In fact, to enjoy the eruption of green-tea products – leading the pack, the Tazo Green Tea Frappuccino Blended Creme being pushed like crazy at your local Starbucks – it is not necessary to be a big green tea fat burner fan.
It might be better, actually, if you aren’t. The re-engineered green tea bears little relation to the tea of Asian legend, medicinal potency and epidemiologic embrace.
When you peel away the pretty, moss-green pictures and marketing malarky for green-tea frappuccino, this is what you’re swallowing – 500 calories (just shy of the calorie count of a Big Mac), 66 grams of sugar, nine grams of saturated fat, and, well, go to www.starbucks.com if you want the rest of the chilling fine print.
Oh, and that’s just in the 16-ouncer. (They won’t let me print the calorie-count of the jumbo Venti size in a family newspaper.)
Bottom line, when you get past the boilerplate that tells you this is matcha, “a sweetened blend of finely ground, pan-fired, green tea leaves used in an ancient Japanese ceremony”; that it has less caffeine than coffee; and that, yes, there’s lots of calcium in it, you realize that we’re not talking about anything resembling tea here, we’re talking about a yupped-up Shamrock Milkshake.
Even Starbucks seems a little sheepish: On its Web site it suggests ordering the frappuccino without its whipped cream or melon syrup (in other words, not the way it’s advertised) if you’re into cutting calories.

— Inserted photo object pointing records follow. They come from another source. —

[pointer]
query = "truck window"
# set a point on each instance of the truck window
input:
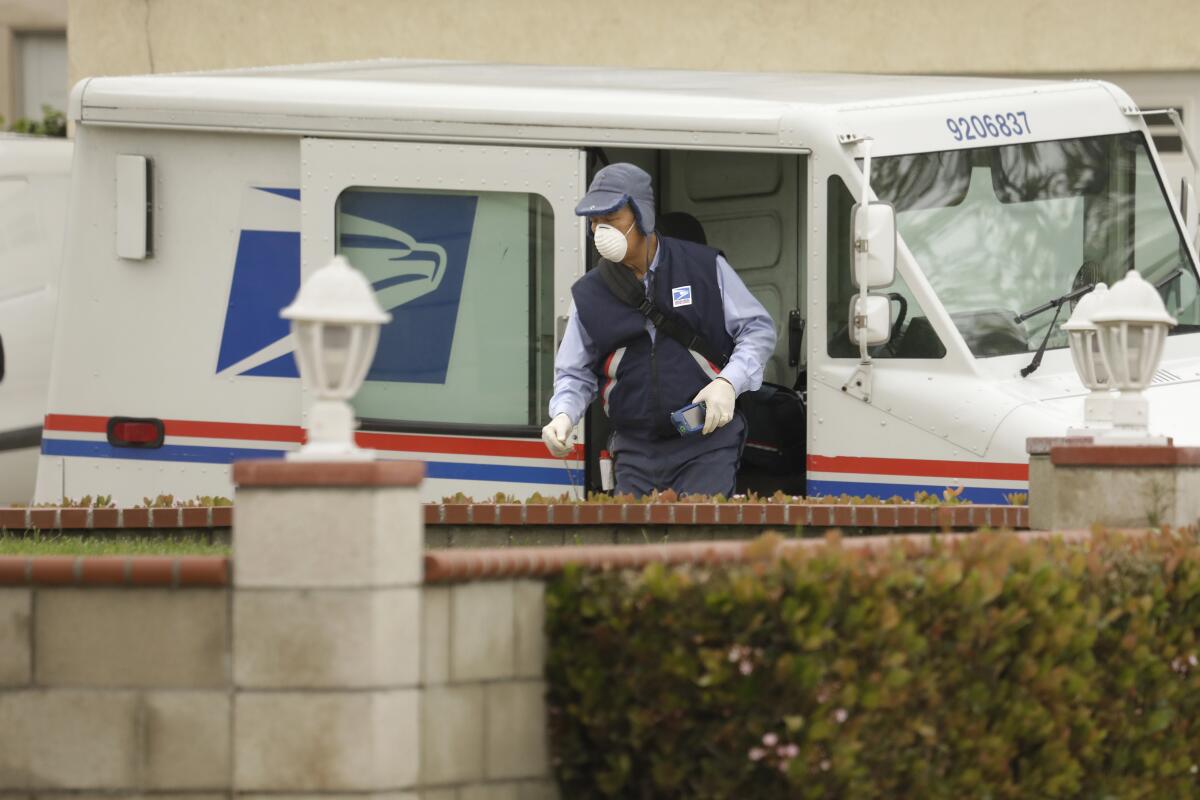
(468, 280)
(912, 336)
(1001, 230)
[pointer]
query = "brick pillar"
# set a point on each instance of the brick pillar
(1042, 494)
(327, 618)
(1117, 486)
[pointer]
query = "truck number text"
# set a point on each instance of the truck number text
(999, 126)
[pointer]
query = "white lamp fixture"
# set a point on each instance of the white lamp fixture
(1132, 324)
(335, 323)
(1085, 352)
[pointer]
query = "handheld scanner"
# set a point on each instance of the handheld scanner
(688, 420)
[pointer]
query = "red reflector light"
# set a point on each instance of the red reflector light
(135, 433)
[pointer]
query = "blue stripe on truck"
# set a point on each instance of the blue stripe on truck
(207, 455)
(906, 491)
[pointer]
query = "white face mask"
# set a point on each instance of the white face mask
(611, 244)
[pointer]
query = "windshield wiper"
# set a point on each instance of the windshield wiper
(1074, 294)
(1056, 304)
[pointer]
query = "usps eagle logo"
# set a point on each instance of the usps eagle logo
(412, 247)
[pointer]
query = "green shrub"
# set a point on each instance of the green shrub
(53, 122)
(1000, 668)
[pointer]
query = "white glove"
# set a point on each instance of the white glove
(557, 435)
(718, 398)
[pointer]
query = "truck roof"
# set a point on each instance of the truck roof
(406, 97)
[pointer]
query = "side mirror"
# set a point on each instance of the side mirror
(875, 245)
(870, 320)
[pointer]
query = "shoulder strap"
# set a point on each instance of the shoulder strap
(629, 290)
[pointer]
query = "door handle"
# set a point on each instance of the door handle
(795, 336)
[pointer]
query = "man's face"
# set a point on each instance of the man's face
(622, 220)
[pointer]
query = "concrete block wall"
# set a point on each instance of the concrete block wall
(323, 665)
(353, 674)
(112, 686)
(483, 720)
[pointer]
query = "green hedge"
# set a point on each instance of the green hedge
(1000, 668)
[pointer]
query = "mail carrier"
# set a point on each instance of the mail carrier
(199, 202)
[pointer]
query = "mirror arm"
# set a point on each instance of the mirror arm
(861, 248)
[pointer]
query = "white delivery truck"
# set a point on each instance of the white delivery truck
(35, 173)
(199, 202)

I’ll concede there must be good-guy antioxidents in there somewhere. (I’ll also concede that the Starbucks’ shaken green tea fat burner iced tea and tea lemonade aren’t quite the same mega-tonnage fat bombs.) But if you’re after antioxidents, for Pete’s sake, skip the frappuccino: Grab a handful of blueberries.
Green Tea Fat Burner in Food Industry
“The food industry is always looking to grow,” Harry Balzer of NPD Group, the trend-spotting firm, reminds me. “And ‘new’ gives you growth (with a green tea fat burner label), until you realize there really is no benefit, or no benefit that’s immediate.”
Indeed, most major studies on the benefits of green tea fat burner are based on – surprise! – green tea consumed as green tea. (And in the case of lower rates of certain cancers, the benefit is associated with a long-term daily intake of several cups of green tea, as is common in Japanese households.)
It is of no consolation to read in the Starbucks press release that the green-tea frappuccino made its dry run in Taiwan and Singapore, where it became a smashing success. (McDonald’s burgers and fries have done a pretty good number on the traditional low-fat Asian diet, too.)
It is no consolation, either, to read that it was the U.S. spike in hot green tea fat burner drinking that inspired Starbucks to redirect its Western-formulated, Asian-introduced frappucino drink back to the good ol’ U.S.A., which needs another way to pork out like, well, a hole in the ozone.
There’s a reason they call pepperoni pizza and hot-fudge sundaes and frothy chocolate milkshakes guilty pleasures. It’s because you know full well what you’re doing: You know they’re not going to cure your cancer or make you win at Quizo or soothe your nerves.
That’s what gets me about Starbucks’ wrapping fat-boy frappuccino in a pretty green ribbon: It’s trading on green tea fat burner good name; selling guiltlessness by association. Which is a flavor, of course, that never goes out of style.